Thursday, November 04, 2010

Lincoln Review

Lincoln is a new restaurant that opened at Lincoln Center about a month ago in a glass-encased structure among other recent glass-building additions to the arts complex. The restaurant is the product of chef Jonathan Benno, who left his job as chef of Per Se to strike out on his own. There seemed to be much anticipation for its opening, so I was surprised to land a prime-time reservation after calling just a couple of days beforehand.

As you are led into the dining room, you pass a glass wall that affords a clear view into an orderly kitchen.

The space is lovely, with wood-paneled, sloping ceilings and glass walls. The chairs smartly swivel out to greet you and swing you back into place at the table.

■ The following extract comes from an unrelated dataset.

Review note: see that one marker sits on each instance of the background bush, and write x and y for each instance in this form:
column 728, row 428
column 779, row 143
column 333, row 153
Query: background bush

The meal started off with bread sticks seasoned with oregano and chili; flat rectangular crackers coated in pork fat and Parmesan, and square crackers with olive oil, white sesame and parsley. They were nice snacks to munch on as we tried to figure out just what to order, which turned out to be harder than expected.
We turned to our waitress with some questions about the dishes, primarily about portion sizes. Unfortunately, she shied away from recommending anything in particular and provided a very diplomatic, though unhelpful answer about the size of the pasta dishes. What we did get out of her was that early diners complained that the pasta dishes were too small, especially patrons who wanted to order them as entrees. So the kitchen had increased the size of them slightly. I understand the fear of deciding for diners whether dishes will be filling or not wanting to be responsible for whether or not they like their meal, but in my opinion, when people ask these questions, they won't hold their servers accountable and would more likely appreciate a little guidance.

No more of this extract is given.